The two parents rode horses. Betty Joe took her favorite barrel racing pony, which was nearly the size of a horse, while I got stuck riding 'Sandy'. Sandy was a short, fat brown pony that was "unusually small for her breed." When I sat on this sausage of a pony, my legs stuck straight out and the stirrups flopped around, much like my head, as Sandy bounced along. Think a thirteen-year-old Sancho Panza and you get the picture.
The land we explored was old strip-mining land, full of steep hills, and scrub trees. After about an hour of traversing through dense underbrush, we started down a very steep hill. Suddenly, my saddle began moving faster than Sandy. It slid up her neck, while I continued on over her head and into the butt of Betty Joe's father's horse. The offended mare promptly bucked him off, while I landed safely in a patch of briers.
Mr. Horse-goddess stood up and dusted himself off, while my father and the girl of my dreams nearly wet themselves with laughter. I looked up and saw that Sandy was now wearing her saddle across her round chest like a Victoria's Secret leather bustier. For the next ten minutes, they all had a good time chuckling and cracking jokes, while I sat and dug all of the briers out of my hair and clothes. They said that it was because of Sandy's girth and her gate, (the saddle had come loose on it's own) but I've often wondered if I had been set-up for a fall. It was Betty Joe who had saddled my steed.
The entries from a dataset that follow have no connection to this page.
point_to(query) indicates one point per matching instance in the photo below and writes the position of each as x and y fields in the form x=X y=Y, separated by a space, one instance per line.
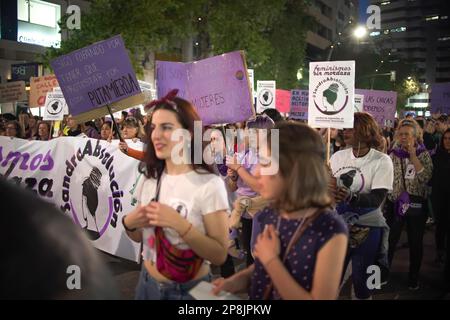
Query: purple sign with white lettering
x=299 y=105
x=96 y=75
x=440 y=98
x=380 y=104
x=218 y=87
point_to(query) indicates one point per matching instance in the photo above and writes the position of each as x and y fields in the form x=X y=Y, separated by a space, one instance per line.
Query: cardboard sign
x=95 y=76
x=359 y=102
x=299 y=105
x=331 y=94
x=283 y=100
x=265 y=95
x=218 y=87
x=13 y=91
x=54 y=106
x=380 y=104
x=39 y=86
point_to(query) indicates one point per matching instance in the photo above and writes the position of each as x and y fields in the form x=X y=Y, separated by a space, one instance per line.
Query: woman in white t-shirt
x=181 y=214
x=364 y=176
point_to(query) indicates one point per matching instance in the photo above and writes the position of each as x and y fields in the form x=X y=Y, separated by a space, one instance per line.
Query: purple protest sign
x=299 y=105
x=440 y=98
x=380 y=104
x=218 y=87
x=96 y=75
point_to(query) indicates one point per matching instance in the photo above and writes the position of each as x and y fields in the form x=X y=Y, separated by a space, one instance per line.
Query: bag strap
x=295 y=237
x=403 y=175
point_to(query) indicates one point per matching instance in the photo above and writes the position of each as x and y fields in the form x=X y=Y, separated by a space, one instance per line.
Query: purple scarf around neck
x=399 y=152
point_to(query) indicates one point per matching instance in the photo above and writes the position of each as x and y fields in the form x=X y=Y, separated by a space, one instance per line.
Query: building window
x=400 y=29
x=38 y=23
x=38 y=12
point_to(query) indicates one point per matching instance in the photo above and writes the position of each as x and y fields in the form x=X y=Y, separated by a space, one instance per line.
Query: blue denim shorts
x=150 y=289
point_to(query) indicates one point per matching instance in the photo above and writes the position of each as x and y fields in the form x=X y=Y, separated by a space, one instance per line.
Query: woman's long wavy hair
x=186 y=115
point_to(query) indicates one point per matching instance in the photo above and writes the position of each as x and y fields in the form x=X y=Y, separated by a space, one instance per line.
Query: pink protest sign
x=218 y=86
x=380 y=104
x=299 y=105
x=283 y=100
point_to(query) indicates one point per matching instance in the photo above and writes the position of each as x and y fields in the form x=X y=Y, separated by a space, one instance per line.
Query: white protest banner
x=359 y=102
x=54 y=106
x=331 y=94
x=13 y=91
x=265 y=92
x=89 y=180
x=299 y=105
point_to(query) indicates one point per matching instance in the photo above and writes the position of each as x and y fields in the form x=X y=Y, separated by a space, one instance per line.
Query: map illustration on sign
x=55 y=107
x=330 y=98
x=265 y=97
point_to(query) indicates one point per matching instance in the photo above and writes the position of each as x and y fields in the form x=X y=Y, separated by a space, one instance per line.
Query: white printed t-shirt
x=192 y=194
x=361 y=175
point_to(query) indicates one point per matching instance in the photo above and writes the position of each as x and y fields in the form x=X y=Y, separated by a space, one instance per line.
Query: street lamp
x=359 y=33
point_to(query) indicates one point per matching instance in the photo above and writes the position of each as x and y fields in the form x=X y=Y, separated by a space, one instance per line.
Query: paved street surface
x=126 y=274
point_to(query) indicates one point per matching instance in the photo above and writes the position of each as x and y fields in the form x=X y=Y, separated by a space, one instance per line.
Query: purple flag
x=96 y=75
x=380 y=104
x=218 y=87
x=440 y=98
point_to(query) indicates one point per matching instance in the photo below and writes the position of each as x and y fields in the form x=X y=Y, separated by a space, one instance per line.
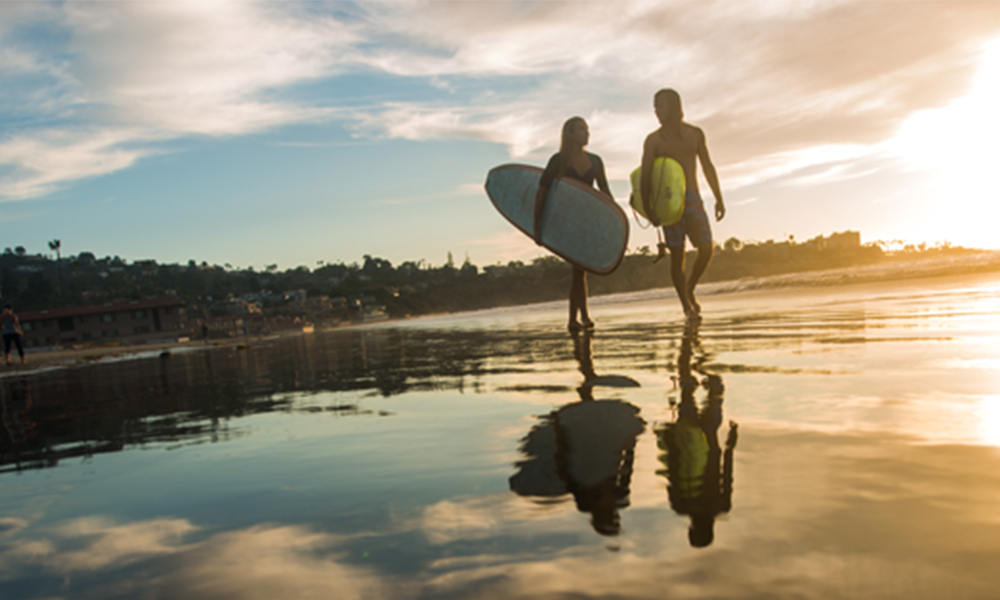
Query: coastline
x=899 y=270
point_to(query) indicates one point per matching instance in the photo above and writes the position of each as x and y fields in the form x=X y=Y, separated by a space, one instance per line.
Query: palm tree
x=56 y=245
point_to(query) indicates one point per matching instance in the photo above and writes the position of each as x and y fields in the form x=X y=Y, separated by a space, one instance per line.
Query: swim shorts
x=693 y=224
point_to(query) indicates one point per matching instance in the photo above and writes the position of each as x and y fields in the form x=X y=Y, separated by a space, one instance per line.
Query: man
x=684 y=143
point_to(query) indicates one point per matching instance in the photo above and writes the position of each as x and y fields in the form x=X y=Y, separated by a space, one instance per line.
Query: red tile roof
x=96 y=309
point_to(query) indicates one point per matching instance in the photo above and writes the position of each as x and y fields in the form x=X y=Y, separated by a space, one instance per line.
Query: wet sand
x=802 y=442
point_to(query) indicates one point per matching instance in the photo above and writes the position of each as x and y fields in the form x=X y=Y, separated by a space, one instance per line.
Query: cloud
x=767 y=82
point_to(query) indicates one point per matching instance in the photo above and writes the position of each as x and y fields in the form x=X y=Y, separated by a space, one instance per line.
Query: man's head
x=667 y=105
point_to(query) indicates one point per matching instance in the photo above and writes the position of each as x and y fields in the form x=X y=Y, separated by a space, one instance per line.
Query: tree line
x=36 y=282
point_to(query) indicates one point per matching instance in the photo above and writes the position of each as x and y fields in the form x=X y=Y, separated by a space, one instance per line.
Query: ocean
x=832 y=435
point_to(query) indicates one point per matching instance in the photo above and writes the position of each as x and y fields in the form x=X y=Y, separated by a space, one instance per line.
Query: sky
x=290 y=133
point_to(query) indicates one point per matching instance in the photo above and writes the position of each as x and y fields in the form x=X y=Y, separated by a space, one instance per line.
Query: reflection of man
x=16 y=425
x=698 y=486
x=584 y=448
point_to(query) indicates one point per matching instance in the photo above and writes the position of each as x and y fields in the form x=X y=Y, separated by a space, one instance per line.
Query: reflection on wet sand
x=698 y=487
x=585 y=448
x=867 y=467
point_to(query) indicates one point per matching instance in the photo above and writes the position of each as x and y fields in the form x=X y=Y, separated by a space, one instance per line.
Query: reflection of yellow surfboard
x=668 y=187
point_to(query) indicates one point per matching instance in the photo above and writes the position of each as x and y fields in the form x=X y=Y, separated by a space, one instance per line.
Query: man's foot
x=693 y=302
x=692 y=315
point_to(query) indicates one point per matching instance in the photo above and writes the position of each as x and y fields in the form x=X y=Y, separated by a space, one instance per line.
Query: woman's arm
x=602 y=178
x=540 y=196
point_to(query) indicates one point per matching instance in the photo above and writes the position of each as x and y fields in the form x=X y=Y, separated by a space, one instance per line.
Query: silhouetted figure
x=698 y=485
x=572 y=161
x=585 y=449
x=686 y=144
x=12 y=333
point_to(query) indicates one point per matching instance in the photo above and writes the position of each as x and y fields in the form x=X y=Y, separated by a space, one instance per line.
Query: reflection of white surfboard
x=668 y=188
x=611 y=381
x=580 y=224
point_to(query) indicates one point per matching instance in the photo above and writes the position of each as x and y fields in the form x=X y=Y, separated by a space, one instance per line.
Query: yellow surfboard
x=668 y=187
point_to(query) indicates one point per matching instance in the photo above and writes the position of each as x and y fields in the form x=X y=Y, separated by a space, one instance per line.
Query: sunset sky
x=254 y=133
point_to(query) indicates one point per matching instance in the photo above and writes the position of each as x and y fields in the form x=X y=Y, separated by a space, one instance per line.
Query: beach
x=804 y=440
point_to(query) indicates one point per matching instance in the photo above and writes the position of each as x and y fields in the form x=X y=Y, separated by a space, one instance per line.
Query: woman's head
x=667 y=104
x=575 y=134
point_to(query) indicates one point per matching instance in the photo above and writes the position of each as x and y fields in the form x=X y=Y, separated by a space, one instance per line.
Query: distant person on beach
x=699 y=471
x=12 y=333
x=686 y=144
x=572 y=161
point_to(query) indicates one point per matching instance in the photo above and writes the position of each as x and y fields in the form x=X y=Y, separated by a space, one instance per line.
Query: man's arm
x=713 y=179
x=602 y=179
x=645 y=185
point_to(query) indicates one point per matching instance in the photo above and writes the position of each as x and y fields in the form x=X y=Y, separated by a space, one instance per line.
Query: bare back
x=682 y=146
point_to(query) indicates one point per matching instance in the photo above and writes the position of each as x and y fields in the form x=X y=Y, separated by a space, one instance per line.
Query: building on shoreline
x=134 y=322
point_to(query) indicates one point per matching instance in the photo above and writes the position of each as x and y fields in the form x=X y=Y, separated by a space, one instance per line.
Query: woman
x=12 y=333
x=572 y=161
I didn't let a little thing like mortifying embarrassment stop me. I continued to pursue those jeans for at least another year. I even wormed my way into a friendship with the horse-goddess (it helped that we bought all but one of their horses). But, a girl like Betty Joe could have her choice of any of the farm-fed teen-age boys in the area, and a skinny little city-boy like me never stood a chance. I ended up sitting for hours at a time, while I listened on the phone to her complain about how all of her boyfriends only wanted to get in her pants. I suppose I should have been a better friend, and helped her through those times, but I was as hormone driven as the guys she was dating, which made me start to regret ever offering up my ear. She went on to drop out of school to have a baby at sixteen and I went on to have my heart ripped out by several other girls. But I will never forget the horse-goddess and how a fat little pony gave me a lesson in humiliation.